Pero será otro día, esta es una jornada para disfrutar del resultado de una obra que en principio le pareció loca pero que hoy, justo hoy, puede ver culminada con éxito gracias a su amigo Ricardo Bastida, el arquitecto al que se le ocurrió la brillante idea, copas de por medio, de levantar unas lujosísimas galerías con vistas al mar cuando él le indicó la necesidad de apuntalar la ladera sobre la que se asentaba su residencia de verano.

¿Y para qué?, le había preguntado.

Coño, Horacio, pues para recibir a los amigos, para qué va a ser, le había contestado el arquitecto.

Para recibir a los amigos, las galerías albergan los mejores salones, los más bellos decorados, los frescos más vivos y Don Horacio caerá en la extravagancia de organizar en su interior hasta partidos de tenis para entretener a los invitados. Miradores infinitos y una chimenea de mármol al amor de cuya lumbre pueden arrimarse una treintena de personas sin estar apelotonados, convierten cada rincón en un derroche de lujo nunca visto hasta entonces. Horacio echa un vistazo a la fiesta, sonríe y vuelve de nuevo su mirada al mar disfrutando de la belleza que para él han construido. Todo parece tan perfecto que un leve estremecimiento le recorre la espina dorsal, como si los nubarrones que se ven al fondo sobre el horizonte, estuvieran llegando ya a su hasta ahora acomodada existencia. Todavía no sabe, aunque quizás lo intuye, que nada es eterno, que las revueltas sociales, la guerra civil que se avecina y el desastre de su fábrica en Cádiz, que borró de un plumazo media ciudad, darán un zarpazo mortal a su estilo de vida y marcarán la decadencia de toda una estirpe de empresarios vascos.
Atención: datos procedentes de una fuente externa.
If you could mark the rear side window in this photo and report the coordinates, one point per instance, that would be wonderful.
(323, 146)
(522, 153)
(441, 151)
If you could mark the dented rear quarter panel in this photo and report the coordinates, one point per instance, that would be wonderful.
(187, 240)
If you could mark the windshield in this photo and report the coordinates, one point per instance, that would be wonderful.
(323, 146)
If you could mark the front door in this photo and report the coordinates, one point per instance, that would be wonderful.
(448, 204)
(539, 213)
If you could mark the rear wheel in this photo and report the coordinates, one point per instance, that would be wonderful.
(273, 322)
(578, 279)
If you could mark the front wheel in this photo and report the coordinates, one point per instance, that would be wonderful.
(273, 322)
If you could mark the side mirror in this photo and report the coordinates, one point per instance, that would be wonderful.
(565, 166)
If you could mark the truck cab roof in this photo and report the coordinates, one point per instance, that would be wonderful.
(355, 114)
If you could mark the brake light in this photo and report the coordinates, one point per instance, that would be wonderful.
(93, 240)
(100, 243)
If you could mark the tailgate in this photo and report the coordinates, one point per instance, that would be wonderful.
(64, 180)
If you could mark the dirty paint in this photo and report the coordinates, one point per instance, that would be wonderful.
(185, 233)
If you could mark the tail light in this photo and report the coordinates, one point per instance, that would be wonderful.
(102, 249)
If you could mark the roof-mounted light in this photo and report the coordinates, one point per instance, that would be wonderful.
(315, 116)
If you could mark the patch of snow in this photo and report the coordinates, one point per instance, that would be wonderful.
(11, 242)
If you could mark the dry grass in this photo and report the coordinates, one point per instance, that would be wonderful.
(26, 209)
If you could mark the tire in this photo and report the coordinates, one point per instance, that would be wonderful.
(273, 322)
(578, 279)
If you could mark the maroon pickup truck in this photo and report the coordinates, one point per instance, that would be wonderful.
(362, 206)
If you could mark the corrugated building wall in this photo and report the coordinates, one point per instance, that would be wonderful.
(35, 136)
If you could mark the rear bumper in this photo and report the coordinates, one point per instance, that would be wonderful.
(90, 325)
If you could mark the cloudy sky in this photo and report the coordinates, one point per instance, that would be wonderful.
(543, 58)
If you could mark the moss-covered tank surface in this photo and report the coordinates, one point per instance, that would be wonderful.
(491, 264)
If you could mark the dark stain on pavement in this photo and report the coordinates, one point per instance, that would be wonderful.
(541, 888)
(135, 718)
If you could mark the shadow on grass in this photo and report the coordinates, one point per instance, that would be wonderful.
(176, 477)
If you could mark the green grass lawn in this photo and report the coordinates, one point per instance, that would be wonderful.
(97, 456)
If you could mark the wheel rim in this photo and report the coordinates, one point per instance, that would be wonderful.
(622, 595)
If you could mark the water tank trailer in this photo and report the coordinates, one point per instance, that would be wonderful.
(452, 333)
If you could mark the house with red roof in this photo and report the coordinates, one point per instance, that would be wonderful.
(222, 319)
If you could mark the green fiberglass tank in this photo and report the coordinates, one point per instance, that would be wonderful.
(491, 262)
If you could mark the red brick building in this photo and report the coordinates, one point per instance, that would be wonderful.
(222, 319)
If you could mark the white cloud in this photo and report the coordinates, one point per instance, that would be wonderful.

Y que tendrá que derribar Etxeberri, su amada mansión de verano, abandonando para siempre el lugar que ocupa ahora en sus corredores.

Actualmente, las galerías de Punta Begoña están en ruinas. El esplendor de sus salones puede entreverse apenas entre la mugre que recubre sus muros y como un insulto a la cara del republicano que fue Horacio Echevarrieta, las inscripciones: “Franco, Franco, Franco” y “España, Una, Grande y Libre”, se enseñorean de las molduras del techo. Una cadena hotelera, hace años, presentó un proyecto para construir en ellas un hotel de lujo, seguramente intentando atraer a una clientela selecta con el reclamo de aquella época, pero la cosa no cuajó. Hoy el ayuntamiento organiza visitas guiadas donde se explican atentamente los pormenores de su magnífica historia, la de verdad, no esta inventada por mi, pero su fachada se cae, los artesonados se pudren y el esplendor no vuelve. Nadie hace nada por ellas. Acaso hayan muerto ya.